May 31, 2016 Record date for participation in the rights issue, i.e.
holders of shares who are registered in the share
register on this day will receive subscription rights for
participation in the rights issue
June 3 -
June 15, 2016
Trading in subscription rights on Nasdaq Stockholm
June 3 -
June 13, 2016
Trading in subscription rights on Nasdaq Helsinki
June 3 -
June 17, 2016
Subscription period
On or around
June 22, 2016
Announcement of preliminary results of the rights issue
On or around
June 27, 2016
Announcement of final results of the rights issue

Syndicate of banks and legal advisers

Crédit Agricole Corporate and Investment Bank, Handelsbanken Capital Markets, Nordea Bank AB (publ) and Swedbank AB (publ) are acting as the Joint Global Coordinators and Mannheimer Swartling Advokatbyrå as legal adviser to SSAB in connection with the rights issue.

For further information, please contact

Andreas Koch, Head of Investor Relations, [email protected], +46 8 454 57 29

Viktoria Karsberg, Head of External Communications, [email protected], +46 8 454 57 34

SSAB AB (publ) discloses the information in this press release according to the Swedish Securities Markets Act and/or the Swedish Financial Instruments Trading Act. The information was provided for public release on May 24, 2016 at 8.45 am CEST.

SSAB is a Nordic and US-based steel company. SSAB offers value added products and services developed in close cooperation with its customers to create a stronger, lighter and more sustainable world. SSAB has employees in over 50 countries. SSAB has production facilities in Sweden, Finland and the US. SSAB is listed on the Nasdaq OMX Nordic Exchange in Stockholm and has a secondary listing on the Nasdaq OMX in Helsinki. www.ssab.com.

PRESS RELEASE May 24, 2016

IMPORTANT NOTICE

The information in this press release does not contain or constitute an offer to acquire, subscribe or otherwise trade in shares, subscription rights or other securities in SSAB. Any invitation to the persons concerned to subscribe for shares in SSAB will only be made through the prospectus that SSAB estimates to publish on or around May 31, 2016.

This press release may not be released, published or distributed, directly or indirectly, in or into Australia, Japan, Canada, the United States or any other jurisdiction where participation would require additional prospectuses, registration or measures besides those required by Swedish, Finnish, Danish, UK and Irish law. Nor may this press release be distributed in or into such countries or any other country or jurisdiction in which distribution requires such measures or otherwise would be in conflict with applicable regulations. Any failure to comply with the restrictions described may result in a violation of applicable securities regulations.

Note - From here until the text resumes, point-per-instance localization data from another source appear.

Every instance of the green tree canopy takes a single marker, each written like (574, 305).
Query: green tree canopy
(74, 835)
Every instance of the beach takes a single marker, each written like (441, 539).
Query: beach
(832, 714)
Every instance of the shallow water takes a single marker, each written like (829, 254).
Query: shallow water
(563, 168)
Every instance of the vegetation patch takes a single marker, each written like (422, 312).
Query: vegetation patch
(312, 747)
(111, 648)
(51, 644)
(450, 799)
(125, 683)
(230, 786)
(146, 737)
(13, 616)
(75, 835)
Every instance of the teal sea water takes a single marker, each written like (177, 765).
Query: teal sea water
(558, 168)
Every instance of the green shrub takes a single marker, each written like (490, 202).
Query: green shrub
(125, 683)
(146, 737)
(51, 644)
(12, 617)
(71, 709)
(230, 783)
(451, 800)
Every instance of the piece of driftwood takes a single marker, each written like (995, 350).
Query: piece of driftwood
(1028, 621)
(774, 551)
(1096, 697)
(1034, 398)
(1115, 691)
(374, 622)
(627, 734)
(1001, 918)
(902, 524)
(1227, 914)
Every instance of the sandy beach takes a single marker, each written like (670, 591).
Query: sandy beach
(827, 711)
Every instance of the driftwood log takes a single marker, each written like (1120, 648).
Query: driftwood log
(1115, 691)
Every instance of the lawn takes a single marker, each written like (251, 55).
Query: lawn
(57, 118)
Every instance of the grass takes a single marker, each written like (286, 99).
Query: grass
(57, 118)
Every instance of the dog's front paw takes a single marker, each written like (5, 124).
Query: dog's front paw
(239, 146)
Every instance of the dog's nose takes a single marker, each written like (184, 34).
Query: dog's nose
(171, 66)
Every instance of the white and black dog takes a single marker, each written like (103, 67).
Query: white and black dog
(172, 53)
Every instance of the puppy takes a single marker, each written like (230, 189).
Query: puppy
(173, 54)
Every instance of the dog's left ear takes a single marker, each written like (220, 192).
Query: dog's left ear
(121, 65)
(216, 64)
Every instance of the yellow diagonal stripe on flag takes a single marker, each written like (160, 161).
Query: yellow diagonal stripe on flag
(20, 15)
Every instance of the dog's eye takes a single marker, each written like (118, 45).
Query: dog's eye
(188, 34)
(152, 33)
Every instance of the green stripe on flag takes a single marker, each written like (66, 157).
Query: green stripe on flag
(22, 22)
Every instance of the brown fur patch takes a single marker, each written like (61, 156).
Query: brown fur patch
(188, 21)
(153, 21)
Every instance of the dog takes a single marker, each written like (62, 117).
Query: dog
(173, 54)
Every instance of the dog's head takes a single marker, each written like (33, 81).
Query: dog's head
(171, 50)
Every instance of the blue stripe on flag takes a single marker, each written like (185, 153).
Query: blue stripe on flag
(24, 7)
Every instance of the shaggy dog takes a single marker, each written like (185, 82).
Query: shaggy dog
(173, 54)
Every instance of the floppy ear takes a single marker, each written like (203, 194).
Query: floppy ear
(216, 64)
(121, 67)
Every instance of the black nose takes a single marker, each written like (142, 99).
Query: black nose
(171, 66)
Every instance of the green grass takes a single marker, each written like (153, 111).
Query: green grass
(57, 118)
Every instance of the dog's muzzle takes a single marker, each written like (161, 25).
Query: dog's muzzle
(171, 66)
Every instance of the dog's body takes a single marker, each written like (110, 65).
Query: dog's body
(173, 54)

No subscription rights, paid subscribed shares or shares in SSAB have been or will not be registered under the United States Securities Act of 1933, as amended (the "Securities Act") or the securities legislation of any state or other jurisdiction in the United States and no subscription rights, paid subscribed shares or shares may be offered, subscribed for, sold, resold, delivered or otherwise transferred, directly or indirectly, in or into the United States except under an available exemption from, or transaction not subject to, the registration requirements under the Securities Act and in compliance with the securities legislation in the relevant state or any other jurisdiction of the United States.

There is no intention to register any securities referred to herein in the United States or to make a public offering of the securities in the United States. This press release contains certain forward-looking information that reflects SSAB's present view of future events as well as financial and operational development. Words such as "intend", "assess", "expect", "may", "plan", "believe", "estimate" and other expressions entailing indications or predictions of future development or trends, not based on historical facts, constitute forward-looking information. Forward-looking information is inherently associated with both known and unknown risks and uncertainties as it depends on future events and circumstances. Forward-looking information is not a guarantee of future results or development and actual outcomes may differ materially from the statements set forth in the forward-looking information.